Im Unterschied zur Haftpflicht wegen unerlaubter Handlung kommt es auf die Widerrechtlichkeit der Handlung oder ein Verschulden des Schädigers nicht an. Die Gefährdungshaftung darf nicht mit der deliktischen Haftung für vermutetes Verschulden (z. B. Haftung des Fahrzeugführers nach § 18 Abs. 1 Straßenverkehrsgesetz oder Haftung für nützliche Haustiere nach § 833 Satz 2 BGB) oder mit der Haftpflicht für fremdes Verschulden (z. B. Haftung des Schuldners für den Erfüllungsgehilfen nach § 278 BGB oder Haftung des Fabrikinhabers nach § 3 Haftpflichtgesetz) verwechselt werden. Durch die Haftung für vermutetes Verschulden wird der Geschädigte lediglich von der Pflicht befreit, ein Verschulden des Schädigers nachzuweisen. Bei der Haftung für fremdes Verschulden wird einer Person, die sich selbst rechtmäßig verhalten hat, die schuldhafte pflichtwidrige Handlung eines anderen zugerechnet.

Inhaltsverzeichnis

Grundgedanke

Die Gesellschaft erlaubt bestimmte Verhaltensweisen trotz ihrer Gefährlichkeit auf Grund ihrer sozialen Nützlichkeit (sozialadäquates Verhalten). Wer z. B. an dem Straßenverkehr teilnimmt, ein Kernkraftwerk betreibt, eine Eisenbahngesellschaft unterhält oder Produkte in den Verkehr bringt, tut nichts Unrechtes, obwohl er weiß, dass sein Verhalten unter Umständen gefährlich werden kann. Sein Verhalten ist gesellschaftlich erwünscht. Der Grundgedanke der Gefährdungshaftung liegt darin, dass derjenige, der Nutzen aus abstrakt gefährlichen Handlungen zieht, welche die Gesellschaft für nützlich erachtet und daher erlaubt, auch für die Schäden einstehen soll, die sich aus der gefährlichen Handlung ergeben. Weil die Gefährdungshaftung nur Schäden erfassen soll, die sich aus dem eigentümlichen Risiko der gefährlichen Handlung ergeben, ist die Haftung für Schäden, für welche die gefährliche Handlung zwar (mit)ursächlich ist, aber nicht die spezifische Gefahr der Handlung betrifft (z. B. betriebsfremde Gefahren, höhere Gewalt) ausgeschlossen.
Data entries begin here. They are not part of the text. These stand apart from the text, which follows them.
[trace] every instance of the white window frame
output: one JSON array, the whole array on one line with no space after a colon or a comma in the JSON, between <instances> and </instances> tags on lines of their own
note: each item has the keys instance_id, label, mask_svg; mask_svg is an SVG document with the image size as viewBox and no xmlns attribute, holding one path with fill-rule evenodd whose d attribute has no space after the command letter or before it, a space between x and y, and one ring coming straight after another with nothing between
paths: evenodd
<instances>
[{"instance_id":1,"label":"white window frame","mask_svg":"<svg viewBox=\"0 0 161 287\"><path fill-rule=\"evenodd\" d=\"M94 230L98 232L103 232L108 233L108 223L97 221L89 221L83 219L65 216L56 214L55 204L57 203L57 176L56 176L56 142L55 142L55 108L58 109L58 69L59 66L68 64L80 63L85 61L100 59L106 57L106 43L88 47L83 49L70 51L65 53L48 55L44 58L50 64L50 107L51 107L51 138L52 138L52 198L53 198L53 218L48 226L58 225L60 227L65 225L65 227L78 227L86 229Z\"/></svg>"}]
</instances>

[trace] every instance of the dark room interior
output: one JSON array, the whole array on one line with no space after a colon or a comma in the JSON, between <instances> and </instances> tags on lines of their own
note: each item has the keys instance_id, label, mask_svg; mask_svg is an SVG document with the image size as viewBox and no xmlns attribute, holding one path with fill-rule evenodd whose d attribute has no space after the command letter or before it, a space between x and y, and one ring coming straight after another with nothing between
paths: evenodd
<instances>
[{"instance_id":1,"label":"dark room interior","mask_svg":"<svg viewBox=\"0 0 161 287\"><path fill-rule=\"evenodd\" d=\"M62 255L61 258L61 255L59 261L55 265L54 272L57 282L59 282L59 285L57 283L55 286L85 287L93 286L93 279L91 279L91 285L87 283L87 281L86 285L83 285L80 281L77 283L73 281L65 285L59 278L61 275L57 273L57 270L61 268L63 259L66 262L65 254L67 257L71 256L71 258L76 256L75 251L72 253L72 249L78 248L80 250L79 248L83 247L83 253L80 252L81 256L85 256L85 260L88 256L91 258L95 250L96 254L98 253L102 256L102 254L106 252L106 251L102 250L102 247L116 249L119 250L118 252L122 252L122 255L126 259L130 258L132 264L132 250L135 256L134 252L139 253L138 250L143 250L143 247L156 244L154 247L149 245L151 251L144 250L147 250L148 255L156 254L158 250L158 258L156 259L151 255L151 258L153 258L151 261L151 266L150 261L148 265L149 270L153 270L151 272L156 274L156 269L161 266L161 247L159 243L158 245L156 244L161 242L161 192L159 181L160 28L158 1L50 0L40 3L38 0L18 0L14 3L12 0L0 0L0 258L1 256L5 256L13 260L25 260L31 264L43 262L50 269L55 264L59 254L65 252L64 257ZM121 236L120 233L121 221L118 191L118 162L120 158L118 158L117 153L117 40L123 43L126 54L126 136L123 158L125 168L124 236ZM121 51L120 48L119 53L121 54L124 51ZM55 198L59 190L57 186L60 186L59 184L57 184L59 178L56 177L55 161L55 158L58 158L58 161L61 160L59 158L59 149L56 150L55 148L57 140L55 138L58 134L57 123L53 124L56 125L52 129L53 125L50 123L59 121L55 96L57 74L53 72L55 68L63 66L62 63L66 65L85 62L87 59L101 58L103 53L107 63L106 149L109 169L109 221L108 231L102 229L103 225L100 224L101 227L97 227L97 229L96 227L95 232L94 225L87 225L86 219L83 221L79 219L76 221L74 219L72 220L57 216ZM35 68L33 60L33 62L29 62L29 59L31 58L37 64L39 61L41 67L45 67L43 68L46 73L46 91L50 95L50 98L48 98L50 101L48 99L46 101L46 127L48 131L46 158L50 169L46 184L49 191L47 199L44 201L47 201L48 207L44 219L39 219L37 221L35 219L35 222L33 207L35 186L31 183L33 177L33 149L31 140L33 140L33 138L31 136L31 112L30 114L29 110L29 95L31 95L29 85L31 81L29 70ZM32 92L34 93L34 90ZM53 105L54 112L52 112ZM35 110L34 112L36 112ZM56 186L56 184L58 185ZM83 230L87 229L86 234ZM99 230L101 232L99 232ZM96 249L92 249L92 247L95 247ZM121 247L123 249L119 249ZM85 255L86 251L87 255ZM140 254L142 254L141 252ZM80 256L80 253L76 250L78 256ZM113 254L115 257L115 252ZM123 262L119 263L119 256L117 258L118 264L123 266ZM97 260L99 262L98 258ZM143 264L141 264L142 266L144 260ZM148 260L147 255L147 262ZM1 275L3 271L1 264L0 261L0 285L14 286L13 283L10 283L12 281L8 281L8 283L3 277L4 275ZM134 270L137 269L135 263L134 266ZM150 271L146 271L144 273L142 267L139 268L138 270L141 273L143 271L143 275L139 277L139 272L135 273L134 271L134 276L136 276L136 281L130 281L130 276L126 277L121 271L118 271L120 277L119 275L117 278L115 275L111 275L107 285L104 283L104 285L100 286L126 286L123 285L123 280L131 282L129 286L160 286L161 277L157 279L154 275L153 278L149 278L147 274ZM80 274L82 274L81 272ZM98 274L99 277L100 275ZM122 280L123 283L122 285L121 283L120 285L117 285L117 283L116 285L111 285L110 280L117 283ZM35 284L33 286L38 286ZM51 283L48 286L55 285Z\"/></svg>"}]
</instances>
Um die betriebsspezifische Gefahr zu ermitteln, ist eine wertende Betrachtung in Ansehung des Schutzzwecks der Norm vorzunehmen. Die Gefährdungshaftung ist Ausfluss der verteilenden Gerechtigkeit (ius distributiva), in dem sie Risikosphären zuweist: ihr liegt das ethische Prinzip „wem die Vorteile gebühren, der soll auch die Nachteile tragen“ zugrunde. Um die Versicherbarkeit von Risiken zu ermöglichen, sind in der Regel Haftungshöchstgrenzen festgesetzt worden.

Deutschland

Haftungstatbestände

Bei der Schaffung des Bürgerlichen Gesetzbuches (BGB) unterschied man noch nicht klar zwischen Haftpflicht für unerlaubte Handlungen und Haftpflicht für rechtmäßiges Verhalten. Deshalb steht die Tierhalterhaftung (§ 833 BGB), die für Luxustiere eine Gefährdungshaftung begründet, rechtssystematisch falsch unter dem Titel 27 für unerlaubte Handlungen. Das gleiche galt für die frühere, durch das Reichsjagdgesetz vom 3. Juli 1934 abgelöste Haftpflicht für Wildschäden nach § 835 BGB a.F..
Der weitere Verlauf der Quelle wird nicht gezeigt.